Les choses se calment quelque peu. Amenant SAJ à retirer son propos de manière inconditionnelle, Duval en fait de même, car il a aussi, dans la mêlée, traité le ministre mentor de menteur. La situation amuse Bérenger mais pas Pravind Jugnauth. Qui regarde en direction du leader du MMM avec sévérité : «To riye kouma enn gopia!»

Shakeel Mohamed pose une question supplémentaire, s’étonnant du traitement différent en matière de démissions. Ils ont choisi de se retirer volontairement, dit Pravind Jugnauth. Le chef du gouvernement précise, dans la foulée, ne pas avoir peur d’une partielle. La fanfaronnade de Jugnauth est accueillie par les tap latab de ses troupes. Soodhun ne se joint pas aux réjouissances. Du coin de l’œil, il regarde son leader d’un air défait.

Le temps imparti à la PNQ se termine et Maya Hanoomanjee se retire. Car une des questions au Premier ministre concerne Landscope, que dirige une de ses filles. Pendant que la Speaker quitte le perchoir, Bobby Hurreeram va y prendre place pour la première fois. La solennité du moment est rompue par Rajesh Bhagwan. «Pa vinn order mwa out la, in» se moque-t-il. «No gestures please», renchérit son leader.
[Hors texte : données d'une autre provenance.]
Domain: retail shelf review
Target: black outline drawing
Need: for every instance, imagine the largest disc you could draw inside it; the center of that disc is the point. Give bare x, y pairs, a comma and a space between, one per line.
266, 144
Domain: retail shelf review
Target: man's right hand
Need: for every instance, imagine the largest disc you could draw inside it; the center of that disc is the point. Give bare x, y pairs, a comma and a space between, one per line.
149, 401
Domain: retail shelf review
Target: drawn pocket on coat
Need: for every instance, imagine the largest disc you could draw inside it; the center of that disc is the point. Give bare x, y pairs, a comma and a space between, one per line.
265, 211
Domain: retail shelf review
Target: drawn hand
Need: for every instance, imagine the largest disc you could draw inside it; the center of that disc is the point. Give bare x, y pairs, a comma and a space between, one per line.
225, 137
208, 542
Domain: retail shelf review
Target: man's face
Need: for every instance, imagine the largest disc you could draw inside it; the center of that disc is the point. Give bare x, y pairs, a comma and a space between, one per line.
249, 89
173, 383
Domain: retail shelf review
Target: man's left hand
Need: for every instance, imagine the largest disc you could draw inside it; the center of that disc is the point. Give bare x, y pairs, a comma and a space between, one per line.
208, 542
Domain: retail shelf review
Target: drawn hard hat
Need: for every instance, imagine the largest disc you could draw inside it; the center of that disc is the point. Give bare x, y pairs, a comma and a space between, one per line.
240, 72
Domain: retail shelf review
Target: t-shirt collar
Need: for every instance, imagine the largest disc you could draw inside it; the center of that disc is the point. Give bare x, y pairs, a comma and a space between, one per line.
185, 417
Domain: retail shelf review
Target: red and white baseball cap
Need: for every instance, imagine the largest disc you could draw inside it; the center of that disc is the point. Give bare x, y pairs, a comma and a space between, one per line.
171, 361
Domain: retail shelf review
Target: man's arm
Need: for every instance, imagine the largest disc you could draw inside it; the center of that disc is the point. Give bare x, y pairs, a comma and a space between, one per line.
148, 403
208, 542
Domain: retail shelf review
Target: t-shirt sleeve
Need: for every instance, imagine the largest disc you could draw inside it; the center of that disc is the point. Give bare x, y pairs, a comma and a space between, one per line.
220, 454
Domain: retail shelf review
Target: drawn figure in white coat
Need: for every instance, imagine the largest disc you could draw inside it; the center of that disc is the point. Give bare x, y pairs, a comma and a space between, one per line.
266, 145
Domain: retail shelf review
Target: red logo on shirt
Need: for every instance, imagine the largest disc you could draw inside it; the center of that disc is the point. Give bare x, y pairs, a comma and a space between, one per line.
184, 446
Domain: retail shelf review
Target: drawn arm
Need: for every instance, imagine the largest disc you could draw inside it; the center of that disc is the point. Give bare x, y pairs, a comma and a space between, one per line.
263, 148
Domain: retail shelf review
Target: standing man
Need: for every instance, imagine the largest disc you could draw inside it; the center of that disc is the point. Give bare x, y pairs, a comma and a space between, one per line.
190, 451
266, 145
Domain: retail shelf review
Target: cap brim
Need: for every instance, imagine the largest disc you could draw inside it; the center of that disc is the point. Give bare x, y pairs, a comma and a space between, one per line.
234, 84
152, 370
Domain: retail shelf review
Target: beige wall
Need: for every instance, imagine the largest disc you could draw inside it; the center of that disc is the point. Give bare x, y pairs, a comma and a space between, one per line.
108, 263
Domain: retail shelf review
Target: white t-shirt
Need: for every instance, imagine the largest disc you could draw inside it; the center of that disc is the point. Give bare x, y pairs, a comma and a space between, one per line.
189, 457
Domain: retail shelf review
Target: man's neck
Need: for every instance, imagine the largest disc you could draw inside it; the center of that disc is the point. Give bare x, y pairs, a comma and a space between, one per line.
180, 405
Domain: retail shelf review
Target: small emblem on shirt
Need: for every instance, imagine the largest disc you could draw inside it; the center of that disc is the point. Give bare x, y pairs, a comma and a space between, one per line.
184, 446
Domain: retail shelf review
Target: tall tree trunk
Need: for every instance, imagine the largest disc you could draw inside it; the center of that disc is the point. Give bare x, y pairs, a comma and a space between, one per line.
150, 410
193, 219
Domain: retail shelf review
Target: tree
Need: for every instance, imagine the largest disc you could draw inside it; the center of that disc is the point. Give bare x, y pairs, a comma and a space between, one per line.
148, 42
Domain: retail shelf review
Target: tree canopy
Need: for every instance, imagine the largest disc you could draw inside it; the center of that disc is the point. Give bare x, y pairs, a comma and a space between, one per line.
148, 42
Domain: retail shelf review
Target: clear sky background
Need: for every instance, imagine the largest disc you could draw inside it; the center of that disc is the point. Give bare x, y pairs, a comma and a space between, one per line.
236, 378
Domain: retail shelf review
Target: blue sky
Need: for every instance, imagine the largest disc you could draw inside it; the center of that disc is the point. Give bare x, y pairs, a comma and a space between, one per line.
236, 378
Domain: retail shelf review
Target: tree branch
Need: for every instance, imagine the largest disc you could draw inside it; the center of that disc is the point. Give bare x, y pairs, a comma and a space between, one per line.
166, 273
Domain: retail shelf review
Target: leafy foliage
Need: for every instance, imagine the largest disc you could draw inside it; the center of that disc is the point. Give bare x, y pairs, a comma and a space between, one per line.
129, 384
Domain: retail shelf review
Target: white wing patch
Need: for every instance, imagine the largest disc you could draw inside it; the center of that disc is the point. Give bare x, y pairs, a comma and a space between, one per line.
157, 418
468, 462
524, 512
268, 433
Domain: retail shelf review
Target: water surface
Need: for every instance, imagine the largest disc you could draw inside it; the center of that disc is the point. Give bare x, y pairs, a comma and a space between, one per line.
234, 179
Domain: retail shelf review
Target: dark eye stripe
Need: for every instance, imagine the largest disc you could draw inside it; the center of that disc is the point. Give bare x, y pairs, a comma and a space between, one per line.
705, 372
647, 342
L’échange sur le traitement salarial de Naila Hanoomanjee se déroule dans le calme. Malgré un petit coup de chaud entre Bhagwan et Sinatambou. «To latet kouma dir biskwi Marie», se moque le député de Beau-Bassin/Petite-Rivière. La première partie des travaux parlementaires de ce 31 juillet se concluent dans une atmosphère bon enfant.